A quick thinking project

Everyone’s fitness goals are different and having access to loads of information with a single Google can often lead down long paths that offer no results. Fitness trainers, although not for everyone, are key to helping different people with varying body types achieve their goals. But it can be hard to find the right person in a location that suits.

People struggle with a few things, part of this could be making it a habit, another is time, while some just don’t know where to start…etc, etc. For this project I will be focusing on the latter as a primary test point, to find the connection between clients and the fitness trainer.

For the concept app ‘Sanitas’ I will be looking at creating an experience that is valuable for both client and trainer. Although I will be diving deeper into solutionising the client side trying to make sure it works from a usability point of view, but always making considerations into the professional trainer side of the product.

Looking at the process for this mini thinking project I divided the process up into the following structure to best show my rationale.

  1. Problem
  2. Approach
  3. Solution
  4. Learning

Problem

“I need to find a fitness professional that will help me live a healthier & fitter lifestyle. So that I can feel better about my body and health.”

Sanitas is a fitness application aiming to help users find a fitness profession/trainer, and achieve their goals through key collaboration. While also having a secondary use case of trainers finding clients.

Approach

I began with pulling together some assumptions to help guide the project. I would have liked to do further research but time and budget were key factors, the research done helped move the idea forward, and guide some key aspects of the concept.

Assumptions

Base assumptions on why someone will look to get a personal trainer

  • Physical appearance
  • Get stronger
  • Live a healthier lifestyle

Base assumptions on why they dont use a personal trainer

  • Cost in too high — or they think it will be high!
  • Not sure if it’s for them
  • Don’t want to commit to a gym every week or day
  • Struggle to find someone in their local area

Insights

The main goal of this form was to learn and validate why users aim to get fit or think of using a fitness trainer. This allowed me to create some hypotheses to help form the base thinking for the product.

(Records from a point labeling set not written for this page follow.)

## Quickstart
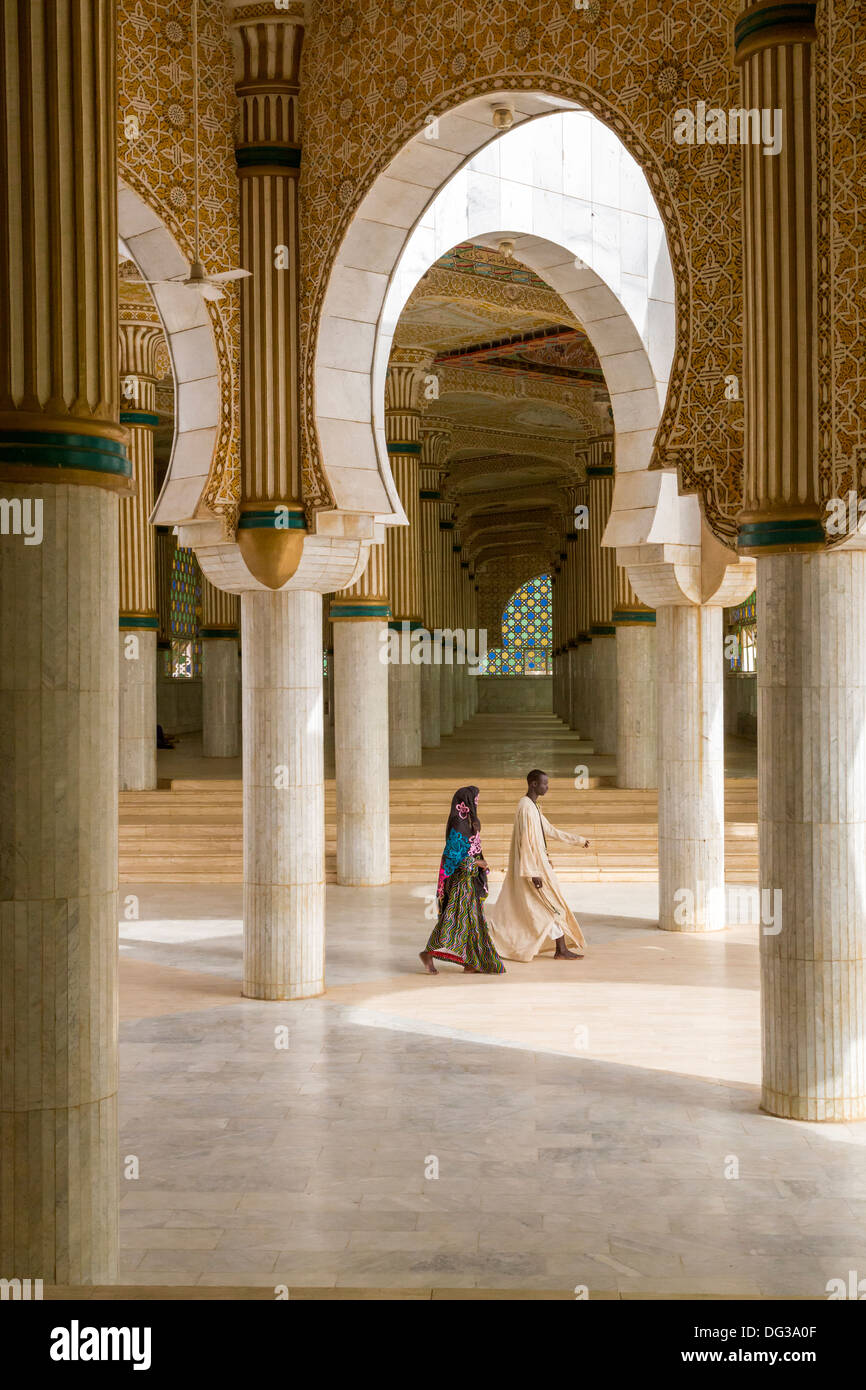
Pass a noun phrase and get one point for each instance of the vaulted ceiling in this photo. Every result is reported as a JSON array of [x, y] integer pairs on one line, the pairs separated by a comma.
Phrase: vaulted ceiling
[[520, 391]]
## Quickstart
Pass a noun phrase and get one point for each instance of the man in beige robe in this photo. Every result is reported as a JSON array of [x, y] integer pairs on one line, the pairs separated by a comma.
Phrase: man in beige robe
[[531, 915]]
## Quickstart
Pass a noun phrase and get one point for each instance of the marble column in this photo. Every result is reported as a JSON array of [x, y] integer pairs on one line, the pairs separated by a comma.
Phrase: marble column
[[446, 691], [585, 694], [220, 672], [141, 341], [691, 769], [360, 680], [602, 569], [434, 451], [63, 464], [271, 524], [573, 719], [448, 699], [403, 546], [581, 705], [431, 704], [812, 830], [637, 751], [605, 692], [284, 829]]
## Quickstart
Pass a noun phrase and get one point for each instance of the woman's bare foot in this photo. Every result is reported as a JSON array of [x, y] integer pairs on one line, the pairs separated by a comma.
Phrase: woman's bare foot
[[563, 954]]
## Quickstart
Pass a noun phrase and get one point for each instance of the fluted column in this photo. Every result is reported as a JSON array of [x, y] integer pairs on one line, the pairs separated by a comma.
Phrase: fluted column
[[781, 509], [403, 545], [220, 633], [811, 605], [63, 463], [360, 733], [602, 563], [580, 713], [141, 338], [271, 524]]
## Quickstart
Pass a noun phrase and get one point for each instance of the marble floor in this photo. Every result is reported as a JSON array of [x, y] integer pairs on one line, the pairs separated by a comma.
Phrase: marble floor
[[569, 1125]]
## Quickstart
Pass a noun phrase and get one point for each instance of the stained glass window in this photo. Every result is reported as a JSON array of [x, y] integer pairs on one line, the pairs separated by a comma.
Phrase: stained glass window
[[527, 628], [741, 637], [185, 616]]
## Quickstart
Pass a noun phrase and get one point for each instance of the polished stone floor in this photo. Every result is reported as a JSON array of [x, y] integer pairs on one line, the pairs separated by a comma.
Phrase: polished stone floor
[[591, 1123]]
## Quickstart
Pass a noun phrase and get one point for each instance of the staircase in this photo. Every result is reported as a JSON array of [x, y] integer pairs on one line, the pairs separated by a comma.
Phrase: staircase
[[191, 831]]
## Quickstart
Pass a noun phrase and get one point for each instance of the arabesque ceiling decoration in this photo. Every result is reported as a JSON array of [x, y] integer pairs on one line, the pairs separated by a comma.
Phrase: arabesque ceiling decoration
[[376, 70]]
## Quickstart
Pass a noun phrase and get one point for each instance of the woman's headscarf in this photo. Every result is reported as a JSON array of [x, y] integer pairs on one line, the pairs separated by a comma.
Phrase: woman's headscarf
[[464, 812], [463, 818]]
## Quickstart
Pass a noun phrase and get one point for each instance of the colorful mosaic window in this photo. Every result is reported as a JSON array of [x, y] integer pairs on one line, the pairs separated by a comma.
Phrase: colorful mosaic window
[[185, 616], [527, 627], [741, 637]]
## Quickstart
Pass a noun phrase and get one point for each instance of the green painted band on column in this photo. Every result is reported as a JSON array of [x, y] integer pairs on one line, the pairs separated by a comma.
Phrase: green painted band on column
[[139, 417], [628, 616], [360, 610], [273, 519], [769, 17], [45, 449], [135, 620], [780, 531], [252, 156]]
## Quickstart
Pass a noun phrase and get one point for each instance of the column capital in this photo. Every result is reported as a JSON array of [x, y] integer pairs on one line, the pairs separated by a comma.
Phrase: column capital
[[769, 24]]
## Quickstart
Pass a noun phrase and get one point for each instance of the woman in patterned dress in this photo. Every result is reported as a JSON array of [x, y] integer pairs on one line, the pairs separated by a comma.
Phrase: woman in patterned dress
[[460, 933]]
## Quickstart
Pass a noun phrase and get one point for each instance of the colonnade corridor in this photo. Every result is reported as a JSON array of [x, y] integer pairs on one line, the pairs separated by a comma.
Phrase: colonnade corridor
[[398, 396], [581, 1116]]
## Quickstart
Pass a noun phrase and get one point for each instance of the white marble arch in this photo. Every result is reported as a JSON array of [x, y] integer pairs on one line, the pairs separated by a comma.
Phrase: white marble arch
[[565, 189], [193, 356]]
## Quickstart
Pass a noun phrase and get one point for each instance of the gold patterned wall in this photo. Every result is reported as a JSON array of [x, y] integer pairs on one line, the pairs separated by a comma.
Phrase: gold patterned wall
[[376, 68], [154, 86], [373, 70]]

What are the users looking for

I first set out to look at how we might help connect personal trainers & clients. Looking into the customer segmentation of ‘client’ vs ‘personal trainer’ and what each user base is looking for in a fitness application.

Users are looking to use such a product for a variety of reasons; get in shape, lose weight, eat healthier, find a trainer, get stronger. But the main reasons for not choosing to use a fitness trainer is because of commitment to a long term plan, or the cost, and location. But the one key aspect is they want to feel connected like they can ask an actual human a question.

Use Cases

  • Measure Health details
  • Find a trainer
  • Contact my Trainer
  • Find quick workouts
  • Calorie intake and Macros (Later feature)
  • Recipes
  • Diet plans

Getting in a users mindset

It was time to build a few user personas to help me focus on the people I was designing for. Along with an empath map to help guide my thinking and considerations.

Ideation

Now I had all the initial thinking, it was time to reframe the problems into How Might We’s to help me find some key areas to look into for this mini project, this enabled me to gather some quick ideas and be enabling me to ideate much quicker as well as removing an ideas that just don’t seem like they would work right now but keeping them for later.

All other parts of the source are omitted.